Thermal oxidation, of Czochralski and float-zone samples with damaged and undamaged surfaces, was carried out in a Cu-contaminated ambient in order to determine the role that was played by the O supersaturation of the starting material and the effect of the formation of oxidation-induced stacking faults. The microstructure was studied by using transmission electron microscopy and secondary ion mass spectrometry, and the minority carrier diffusion length was analyzed by using the electron beam-induced current technique. It was shown that the thermal oxidation of Czochralski material led to the precipitation of large Cu colonies that were associated with oxidation stacking faults, decorated with O, at the Si/SiO2 interface. In the case of float-zone material, the oxidation stacking faults were the nucleation sites of Cu precipitates.
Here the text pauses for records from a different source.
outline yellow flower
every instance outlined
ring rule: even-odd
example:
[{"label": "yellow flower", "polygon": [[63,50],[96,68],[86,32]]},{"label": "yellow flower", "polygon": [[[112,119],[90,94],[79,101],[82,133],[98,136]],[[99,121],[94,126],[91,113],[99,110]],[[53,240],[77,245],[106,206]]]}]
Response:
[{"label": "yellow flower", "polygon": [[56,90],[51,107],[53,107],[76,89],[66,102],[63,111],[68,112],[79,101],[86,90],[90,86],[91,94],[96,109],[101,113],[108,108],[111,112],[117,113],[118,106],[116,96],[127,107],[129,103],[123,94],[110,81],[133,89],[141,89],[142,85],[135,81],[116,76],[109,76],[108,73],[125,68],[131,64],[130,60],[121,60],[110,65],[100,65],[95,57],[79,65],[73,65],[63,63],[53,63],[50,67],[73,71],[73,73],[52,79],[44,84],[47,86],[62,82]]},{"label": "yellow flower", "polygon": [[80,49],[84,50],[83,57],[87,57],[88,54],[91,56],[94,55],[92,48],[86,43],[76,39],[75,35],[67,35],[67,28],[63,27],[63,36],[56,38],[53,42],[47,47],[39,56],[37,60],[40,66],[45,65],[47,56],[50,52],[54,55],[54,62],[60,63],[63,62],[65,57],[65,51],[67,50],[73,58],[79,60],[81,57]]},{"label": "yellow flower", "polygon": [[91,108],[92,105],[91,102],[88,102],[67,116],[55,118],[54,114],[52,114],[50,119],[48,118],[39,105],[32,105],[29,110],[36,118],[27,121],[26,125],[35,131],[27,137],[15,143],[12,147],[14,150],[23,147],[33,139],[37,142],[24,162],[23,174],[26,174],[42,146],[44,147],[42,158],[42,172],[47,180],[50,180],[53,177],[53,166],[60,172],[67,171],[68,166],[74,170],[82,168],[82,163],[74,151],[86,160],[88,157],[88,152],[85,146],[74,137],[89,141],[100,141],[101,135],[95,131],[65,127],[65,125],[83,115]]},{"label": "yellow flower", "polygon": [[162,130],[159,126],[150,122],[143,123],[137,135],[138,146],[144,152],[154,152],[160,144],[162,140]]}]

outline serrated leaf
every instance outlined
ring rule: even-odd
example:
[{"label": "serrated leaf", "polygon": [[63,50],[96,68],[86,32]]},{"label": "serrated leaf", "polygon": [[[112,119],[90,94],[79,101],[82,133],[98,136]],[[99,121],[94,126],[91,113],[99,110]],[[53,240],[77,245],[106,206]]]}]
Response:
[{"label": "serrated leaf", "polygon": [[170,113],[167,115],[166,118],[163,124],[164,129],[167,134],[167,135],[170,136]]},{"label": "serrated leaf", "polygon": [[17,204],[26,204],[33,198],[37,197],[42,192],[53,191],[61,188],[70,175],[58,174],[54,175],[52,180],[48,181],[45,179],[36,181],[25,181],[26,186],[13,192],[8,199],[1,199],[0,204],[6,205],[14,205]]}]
When there was no oxidation stacking fault formation (undamaged initial surface), Cu precipitation could occur on dislocation nets. The extended defects were highly recombinant when they were associated with Cu precipitates. The diffusion length decreased in regions that were free of Cu colonies. This indicated the growth of point-like defects during the thermal treatment process, and the diffusion length was restored by hydrogenation.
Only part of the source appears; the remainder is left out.